US:
- The Fed hiked by 25 bps as expected and kept everything unchanged.
- Fed Chair Powell reaffirmed their data dependency and kept all the options on the table.
- Inflation expectations and CPI readings continue to show disinflation with the last two Core CPI M/M figures coming in at 0.16%.
- The US PMIs missed expectations across the board last week, while the US Jobless Claims remained solid.
- Fed Chair Powell’s speech at the Jackson Hole Symposium was mostly in line with what he said previously but he stressed on the need to be careful going forward and that continued strength in the labour market may require further rate hikes.
- The first half of the week saw US Job Openings and Consumer Confidence reports missing expectations by a big margin, followed by a miss in the US ADP data and a beat in the US Jobless Claims.
- The market doesn’t expect another hike from the Fed anymore, but a lot will depend on the data going forward.
Canada:
- The BoC hiked rates by 25 bps as expected at the last meeting as the central bank doesn’t like the persistently high underlying inflation with a tight labour market.
- In the recently released Meeting Minutes the BoC seems less in a rush to hike rates again.
- The Canadian underlying inflation data beat expectations on all measures for the June readings and last week we got another beat for the July data.
- On the labour market side, the last report showed that the unemployment rate increased once again, but the average hourly earnings surprised to the upside as well.
- The Canadian Core Retail Sales missed expectations.
- Overall, it’s a mixed picture for the BoC.
USDCAD Technical Analysis – Daily Timeframe
On the daily chart, we can see that USDCAD has been rallying non-stop for many weeks and almost reached the key 1.3664 resistance. The pair has finally pulled back recently, and the price is now testing the red 21 moving average. This is where we can expect the buyers to step in again with a defined risk below the moving average to target another higher high. A break below the moving average should extend the correction towards the 1.34 handle where we will also find the broken trendline as an extra support.
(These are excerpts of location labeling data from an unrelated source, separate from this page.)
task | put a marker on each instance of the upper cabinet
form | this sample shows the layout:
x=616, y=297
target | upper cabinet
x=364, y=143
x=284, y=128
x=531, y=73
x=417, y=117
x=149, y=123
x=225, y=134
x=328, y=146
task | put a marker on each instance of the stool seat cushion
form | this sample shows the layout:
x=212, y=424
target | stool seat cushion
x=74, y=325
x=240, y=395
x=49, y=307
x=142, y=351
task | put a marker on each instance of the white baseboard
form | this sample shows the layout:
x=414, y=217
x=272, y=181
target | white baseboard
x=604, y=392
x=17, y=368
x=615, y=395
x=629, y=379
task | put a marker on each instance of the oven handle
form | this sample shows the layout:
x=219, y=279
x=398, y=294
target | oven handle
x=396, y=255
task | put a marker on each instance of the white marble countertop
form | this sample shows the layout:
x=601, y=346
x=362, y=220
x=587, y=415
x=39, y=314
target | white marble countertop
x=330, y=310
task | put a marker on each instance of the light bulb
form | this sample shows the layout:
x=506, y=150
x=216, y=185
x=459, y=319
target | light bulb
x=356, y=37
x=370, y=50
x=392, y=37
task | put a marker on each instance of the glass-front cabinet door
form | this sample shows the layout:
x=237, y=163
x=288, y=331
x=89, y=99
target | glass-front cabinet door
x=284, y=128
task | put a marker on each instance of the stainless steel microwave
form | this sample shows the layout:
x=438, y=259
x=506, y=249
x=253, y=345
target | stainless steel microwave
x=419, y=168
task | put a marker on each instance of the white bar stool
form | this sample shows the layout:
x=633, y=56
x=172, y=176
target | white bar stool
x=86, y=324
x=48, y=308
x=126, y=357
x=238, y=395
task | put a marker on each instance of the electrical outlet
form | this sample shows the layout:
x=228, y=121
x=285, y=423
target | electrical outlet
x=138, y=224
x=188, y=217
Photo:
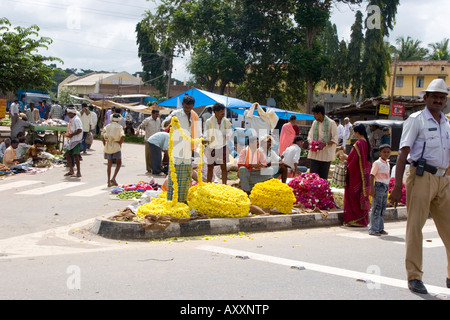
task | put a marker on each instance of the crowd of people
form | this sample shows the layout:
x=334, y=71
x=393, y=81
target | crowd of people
x=262, y=155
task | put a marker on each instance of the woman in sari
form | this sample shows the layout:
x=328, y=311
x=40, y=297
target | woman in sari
x=357, y=187
x=288, y=132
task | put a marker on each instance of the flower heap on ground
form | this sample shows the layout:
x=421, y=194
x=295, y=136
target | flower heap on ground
x=312, y=191
x=213, y=200
x=273, y=194
x=218, y=200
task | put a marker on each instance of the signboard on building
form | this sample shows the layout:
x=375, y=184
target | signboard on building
x=398, y=110
x=3, y=103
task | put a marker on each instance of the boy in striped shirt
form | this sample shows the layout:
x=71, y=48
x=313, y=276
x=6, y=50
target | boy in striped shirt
x=379, y=181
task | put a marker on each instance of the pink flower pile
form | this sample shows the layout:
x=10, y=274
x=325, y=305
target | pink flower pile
x=315, y=145
x=312, y=191
x=391, y=186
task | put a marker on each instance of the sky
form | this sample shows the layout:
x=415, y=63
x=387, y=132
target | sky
x=100, y=34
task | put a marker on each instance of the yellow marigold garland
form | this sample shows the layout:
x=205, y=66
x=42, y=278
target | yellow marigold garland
x=273, y=194
x=219, y=200
x=160, y=205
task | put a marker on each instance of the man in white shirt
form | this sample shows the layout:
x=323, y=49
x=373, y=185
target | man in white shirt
x=86, y=121
x=151, y=125
x=291, y=158
x=323, y=130
x=182, y=149
x=425, y=144
x=14, y=112
x=340, y=131
x=74, y=137
x=217, y=132
x=94, y=118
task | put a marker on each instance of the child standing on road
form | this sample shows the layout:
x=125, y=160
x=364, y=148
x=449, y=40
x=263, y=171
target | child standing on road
x=379, y=182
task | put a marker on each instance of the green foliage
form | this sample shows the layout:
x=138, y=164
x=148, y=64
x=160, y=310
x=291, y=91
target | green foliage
x=409, y=49
x=20, y=64
x=354, y=57
x=440, y=50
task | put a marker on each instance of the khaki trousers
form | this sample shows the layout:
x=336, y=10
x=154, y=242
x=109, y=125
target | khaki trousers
x=148, y=159
x=425, y=195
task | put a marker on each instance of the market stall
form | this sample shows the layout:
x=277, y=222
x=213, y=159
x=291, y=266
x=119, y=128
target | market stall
x=51, y=131
x=305, y=193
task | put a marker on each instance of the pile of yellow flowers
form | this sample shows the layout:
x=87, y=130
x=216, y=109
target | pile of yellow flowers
x=219, y=200
x=160, y=206
x=273, y=194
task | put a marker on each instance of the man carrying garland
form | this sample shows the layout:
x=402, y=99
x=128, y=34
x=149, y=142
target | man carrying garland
x=325, y=131
x=182, y=148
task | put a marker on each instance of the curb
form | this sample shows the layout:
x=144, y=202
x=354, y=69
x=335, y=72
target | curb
x=134, y=230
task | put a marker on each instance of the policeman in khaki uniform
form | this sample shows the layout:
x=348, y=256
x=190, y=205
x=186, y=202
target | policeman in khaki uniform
x=425, y=144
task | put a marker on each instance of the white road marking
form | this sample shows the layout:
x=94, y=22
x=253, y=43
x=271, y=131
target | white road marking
x=89, y=192
x=17, y=184
x=30, y=245
x=51, y=188
x=376, y=279
x=428, y=243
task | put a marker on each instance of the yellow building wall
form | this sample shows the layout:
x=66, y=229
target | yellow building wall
x=411, y=71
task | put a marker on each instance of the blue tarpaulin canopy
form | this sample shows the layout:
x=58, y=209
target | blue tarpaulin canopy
x=205, y=98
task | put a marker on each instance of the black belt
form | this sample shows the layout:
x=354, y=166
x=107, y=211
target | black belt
x=428, y=168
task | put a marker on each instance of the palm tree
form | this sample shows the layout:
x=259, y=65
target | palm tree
x=440, y=50
x=409, y=49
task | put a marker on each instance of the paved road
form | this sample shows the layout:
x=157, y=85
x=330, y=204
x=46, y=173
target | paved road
x=47, y=252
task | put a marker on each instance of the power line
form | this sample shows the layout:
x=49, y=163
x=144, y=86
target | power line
x=88, y=10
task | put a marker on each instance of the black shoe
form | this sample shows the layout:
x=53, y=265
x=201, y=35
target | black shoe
x=417, y=286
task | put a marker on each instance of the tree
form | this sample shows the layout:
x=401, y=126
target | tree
x=354, y=58
x=153, y=65
x=409, y=49
x=376, y=58
x=440, y=50
x=21, y=66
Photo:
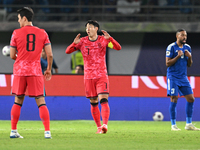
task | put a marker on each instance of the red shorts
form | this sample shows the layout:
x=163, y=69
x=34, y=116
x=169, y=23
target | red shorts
x=35, y=85
x=94, y=87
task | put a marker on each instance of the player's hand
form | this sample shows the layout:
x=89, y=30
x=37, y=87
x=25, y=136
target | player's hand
x=105, y=34
x=47, y=75
x=187, y=53
x=77, y=39
x=180, y=53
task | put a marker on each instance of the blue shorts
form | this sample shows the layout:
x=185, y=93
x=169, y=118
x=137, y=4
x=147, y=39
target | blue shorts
x=181, y=87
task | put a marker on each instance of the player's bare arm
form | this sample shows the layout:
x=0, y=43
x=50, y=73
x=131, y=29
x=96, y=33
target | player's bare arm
x=105, y=34
x=49, y=54
x=113, y=43
x=171, y=61
x=13, y=53
x=188, y=54
x=77, y=39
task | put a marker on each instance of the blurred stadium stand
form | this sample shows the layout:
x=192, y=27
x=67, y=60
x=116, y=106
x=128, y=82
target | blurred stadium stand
x=122, y=15
x=140, y=26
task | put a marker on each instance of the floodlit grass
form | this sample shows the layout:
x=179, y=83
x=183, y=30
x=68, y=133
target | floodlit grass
x=121, y=135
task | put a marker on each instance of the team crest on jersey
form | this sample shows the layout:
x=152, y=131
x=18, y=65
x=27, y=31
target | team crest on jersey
x=167, y=53
x=99, y=45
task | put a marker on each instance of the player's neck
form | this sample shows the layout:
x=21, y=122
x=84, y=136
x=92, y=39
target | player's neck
x=179, y=44
x=93, y=38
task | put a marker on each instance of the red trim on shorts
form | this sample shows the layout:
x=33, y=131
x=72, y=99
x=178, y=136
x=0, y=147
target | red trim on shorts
x=103, y=93
x=18, y=95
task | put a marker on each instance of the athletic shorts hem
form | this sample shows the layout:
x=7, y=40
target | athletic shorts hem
x=103, y=93
x=92, y=97
x=21, y=95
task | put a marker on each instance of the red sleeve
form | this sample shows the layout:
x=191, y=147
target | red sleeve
x=47, y=41
x=71, y=48
x=116, y=45
x=13, y=41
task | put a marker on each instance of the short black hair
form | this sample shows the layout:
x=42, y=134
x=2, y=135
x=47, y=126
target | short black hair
x=180, y=30
x=27, y=12
x=93, y=22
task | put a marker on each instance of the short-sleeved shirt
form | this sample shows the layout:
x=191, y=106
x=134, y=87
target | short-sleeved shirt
x=179, y=69
x=29, y=42
x=94, y=56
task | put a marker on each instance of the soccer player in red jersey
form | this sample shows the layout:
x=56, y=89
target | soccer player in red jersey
x=25, y=48
x=93, y=49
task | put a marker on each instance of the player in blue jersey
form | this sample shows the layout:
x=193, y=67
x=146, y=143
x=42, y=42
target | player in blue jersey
x=178, y=58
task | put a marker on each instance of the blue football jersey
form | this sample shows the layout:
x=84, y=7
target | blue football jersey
x=179, y=69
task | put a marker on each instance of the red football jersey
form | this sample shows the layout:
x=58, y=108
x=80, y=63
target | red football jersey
x=29, y=42
x=93, y=55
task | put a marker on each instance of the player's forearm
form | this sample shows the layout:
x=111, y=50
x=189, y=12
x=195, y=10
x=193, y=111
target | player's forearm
x=189, y=63
x=71, y=48
x=116, y=45
x=170, y=62
x=50, y=62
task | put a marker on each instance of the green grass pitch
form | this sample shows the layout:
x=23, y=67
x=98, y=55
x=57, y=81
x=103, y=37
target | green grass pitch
x=80, y=135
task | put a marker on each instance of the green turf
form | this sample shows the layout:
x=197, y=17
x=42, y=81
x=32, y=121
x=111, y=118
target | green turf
x=80, y=135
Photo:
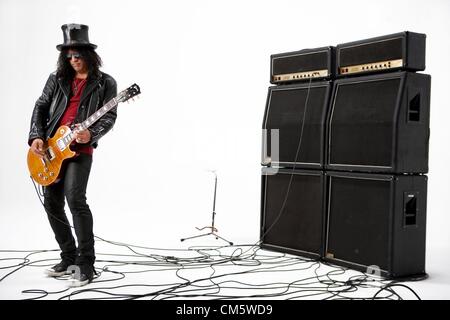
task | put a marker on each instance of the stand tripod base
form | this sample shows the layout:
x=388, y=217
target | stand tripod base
x=207, y=234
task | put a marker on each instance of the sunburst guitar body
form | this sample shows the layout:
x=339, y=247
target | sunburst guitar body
x=47, y=170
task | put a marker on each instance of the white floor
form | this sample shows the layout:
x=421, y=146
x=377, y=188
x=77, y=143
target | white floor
x=164, y=274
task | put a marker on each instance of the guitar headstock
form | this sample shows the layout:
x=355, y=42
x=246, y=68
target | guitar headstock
x=129, y=93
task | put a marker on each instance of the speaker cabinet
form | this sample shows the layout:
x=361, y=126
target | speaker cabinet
x=292, y=211
x=380, y=123
x=302, y=65
x=377, y=220
x=404, y=50
x=298, y=114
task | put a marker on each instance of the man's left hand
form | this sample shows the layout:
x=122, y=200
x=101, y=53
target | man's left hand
x=83, y=136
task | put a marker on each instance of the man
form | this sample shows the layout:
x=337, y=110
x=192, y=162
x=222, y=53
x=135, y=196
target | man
x=75, y=91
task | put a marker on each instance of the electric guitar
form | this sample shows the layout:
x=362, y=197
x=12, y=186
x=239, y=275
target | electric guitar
x=46, y=170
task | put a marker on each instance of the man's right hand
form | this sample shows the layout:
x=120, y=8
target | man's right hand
x=37, y=147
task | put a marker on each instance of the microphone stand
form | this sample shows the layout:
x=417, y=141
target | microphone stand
x=212, y=227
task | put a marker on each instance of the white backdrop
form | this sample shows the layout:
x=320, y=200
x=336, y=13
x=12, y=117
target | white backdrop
x=203, y=67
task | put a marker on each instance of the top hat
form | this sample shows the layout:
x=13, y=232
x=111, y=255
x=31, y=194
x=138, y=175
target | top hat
x=75, y=35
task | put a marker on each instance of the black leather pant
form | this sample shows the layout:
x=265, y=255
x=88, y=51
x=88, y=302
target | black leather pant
x=72, y=186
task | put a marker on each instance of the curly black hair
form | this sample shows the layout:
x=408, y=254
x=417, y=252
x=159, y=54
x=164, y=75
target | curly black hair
x=90, y=57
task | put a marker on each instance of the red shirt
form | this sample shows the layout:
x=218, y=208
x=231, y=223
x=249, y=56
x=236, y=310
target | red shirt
x=70, y=114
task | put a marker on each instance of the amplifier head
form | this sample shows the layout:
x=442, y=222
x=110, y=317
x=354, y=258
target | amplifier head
x=302, y=65
x=404, y=50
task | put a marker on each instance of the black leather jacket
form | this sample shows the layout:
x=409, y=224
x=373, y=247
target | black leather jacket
x=55, y=98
USDCAD Technical Analysis – 4 hour Timeframe
On the 4 hour chart, we can see that we’ve been diverging with the MACD for a long time and this is generally a sign of weakening momentum often followed by pullbacks or reversals. In this case, the break below the trendline opened the door for a reversal but the pair will need to break through the support around the 1.35 handle first. In fact, this is where we can expect the buyers to step in with a defined risk below the support to position for another rally.
USDCAD Technical Analysis – 1 hour Timeframe
On the 1 hour chart, we can see that we have another divergence right at the support. This should be another confirmation that a bounce is indeed in the cards and the next target should be the 1.3553 resistance. That’s where the sellers should pile in with a defined risk above the resistance and target a break below the 1.35 support. If the price breaks above the resistance, the buyers will regain control and the pair will likely surge to new highs.
Upcoming Events
Today the market will be focused on the main release of the week: the US NFP report. We will also have the US ISM Manufacturing PMI an hour and a half later, but the labour market data is the priority right now. A bad reading is likely to weaken the US Dollar in the short term, but if the data is really bad, the market may start to fear the recession and the greenback should come back soon after. A good reading is likely to be linked with the soft-landing scenario and might be bearish for the USD as well. Overall, it’s a mixed picture at the moment as the Fed is expected to pause at the September meeting and we might get much worse economic data before the next meeting in November.